Agora, é estranho. Viagem de jato fica sempre mais barata em campanha eleitoral, não sei por quê. Eu tenho visto que viajar em jatinho fica por um bom preço.
O que nós precisamos é evitar essas leizinhas casuísticas anuais. Os legisladores, quando elaboraram a lei eleitoral deste ano, não estavam interessados mesmo na aplicação rígida de princípios de controles de gastos e arrecadações. Ficou capenga o sistema instituído, o sistema de bônus.
Folha - Mário Covas (PSDB) e Francisco Rossi (PDT) já apresentaram as prestações de contas do primeiro turno –respectivamente, cerca de R$ 6 milhões e R$ 1 milhão. Essas campanhas não foram muito baratas?
Bonilha - Eu acho que ficou um valor bastante inexpressivo em função da publicidade que nós assistimos, mas não temos elementos para contestar esses dados. Principalmente os valores do segundo, o candidato derrotado (Rossi). É estranho que se consiga gastar tão pouco. Para uma campanha de vereador, até se justificaria... Agora, eu só fico esperando a prestação definitiva de contas. Aí, nós vamos ver...
Folha - O que vai ser possível fazer?
Bonilha - Nós vamos ver em que valor vai ficar.
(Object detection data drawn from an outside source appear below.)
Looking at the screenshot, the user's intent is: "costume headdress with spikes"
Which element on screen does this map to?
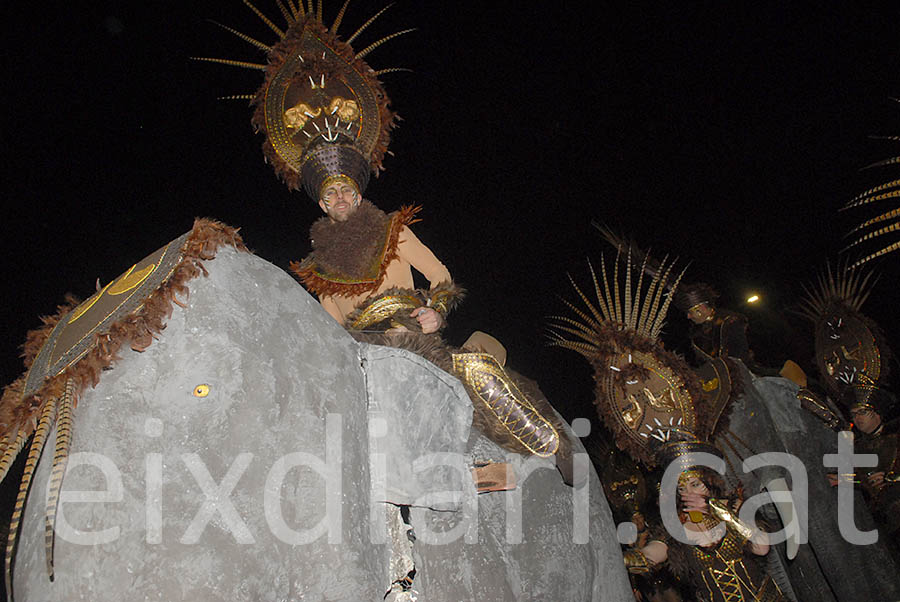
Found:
[801,264,890,404]
[841,98,900,267]
[197,0,413,200]
[550,247,700,466]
Alguns pontos de cobrança de valor nós temos.
Folha - Vão comparar com valores de mercado?
Bonilha - De alguns dados a gente dispõe. Vamos contar com isso.
Folha - Esses problemas afetam a legitimidade da eleição?
Bonilha - Não, acho que não afeta. Na eleição majoritária, não vejo como. Na proporcional, eu vejo. Em matéria eleitoral, o sistema todo tem que ser modificado.
Folha - E sobre as fraudes...
Bonilha - A exigência da informatização é indeclinável. Para afastar erros e fraudes, só a informatização. E os erros são muitos.
Folha - Esses erros foram em um volume tal que poderiam afetar o resultado da eleição?
Bonilha - Não, porque os candidatos dispõem dos boletins e têm os fiscais.
Folha - Que outros pontos precisariam ser revistos na legislação eleitoral?
Bonilha - É preciso restabelecer a fidelidade partidária e a reformulação dos partidos, para evitar legendas de aluguel. A revisão constitucional é reclamo da nação. Temos que fazê-la, não só no aspecto tributário. É a oportunidade de mudança da legislação eleitoral.